Once my parents met in Ft. Worth, the problem was how to
date on a limited budget. Neither had
any money, so they depended on free public amusements and their favorite was
the Botanical Gardens. The largest and
oldest such garden in Texas, the original name was The Rock Springs Arboretum,
but the name had to be changed when too many people thought it was a fancy name
for a swimming hole. Renamed, the
gardens quadrupled in size over the years.
Evidently, the gardens have always been spectacular. I know this because my parents took a lot of
photos, usually from the same place--leaning against a railing and smiling
directly into the camera. Looking at
that photo, staring into those smiles, you can almost see them planning their
future, wondering about their lives after the war.
Fifteen years later, I have memories of the gardens as a
child. My parents would take my brother
and me to the gardens because the gardens were still lovely. And because the gardens brought back special
memories for them. (And, no doubt,
because the gardens were still very inexpensive.)
Today, seventy years after the war, my parents are no longer
with us and my wife and I live in a desert hundreds of miles from those
gardens. My son (not What’s-His-Name,
but The-Other-One) lives in Fort Worth with his wife, the Leprechaun, and their
child, the Munchkin. He took the family
to the Botanical Gardens last weekend. Evidently,
finding a
cheap family outing is still a problem in my family.
In due course, my son sent my cell phone a photo of the
Munchkin standing in front of a garden that I immediately recognized. A few minutes later, I sent back one of those
photos of my parents smiling at the railing sometime during 1943. Seventy years later, you would think that the
garden would have changed dramatically.
I know some changes did occur—the people of Ft.

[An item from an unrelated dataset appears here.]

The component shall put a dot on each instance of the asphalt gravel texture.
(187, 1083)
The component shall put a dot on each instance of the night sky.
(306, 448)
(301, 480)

Worth have added a
Japanese Garden—a highly unlikely to have been there in 1943. (Two hundred miles south, San Antonio renamed
its Japanese Tea Gardens—for the duration—to the more patriotic-sounding
Chinese Tea Gardens.)
About half an hour later, my son sent me a second
photo. This one was of him and his wife
standing at the same railing, smiling into the camera, with the same thoughts
and the dreams of the future evident in their smiles. The two photos are not separated at all by 70
years and three generations. In all the
most important ways, they are identical.
The Doc and I are planning to visit Ft. Worth soon. We will go to the Botanical Gardens and have
our photos taken. We’ll stand at the
same railing and smile at the camera and think the same thoughts.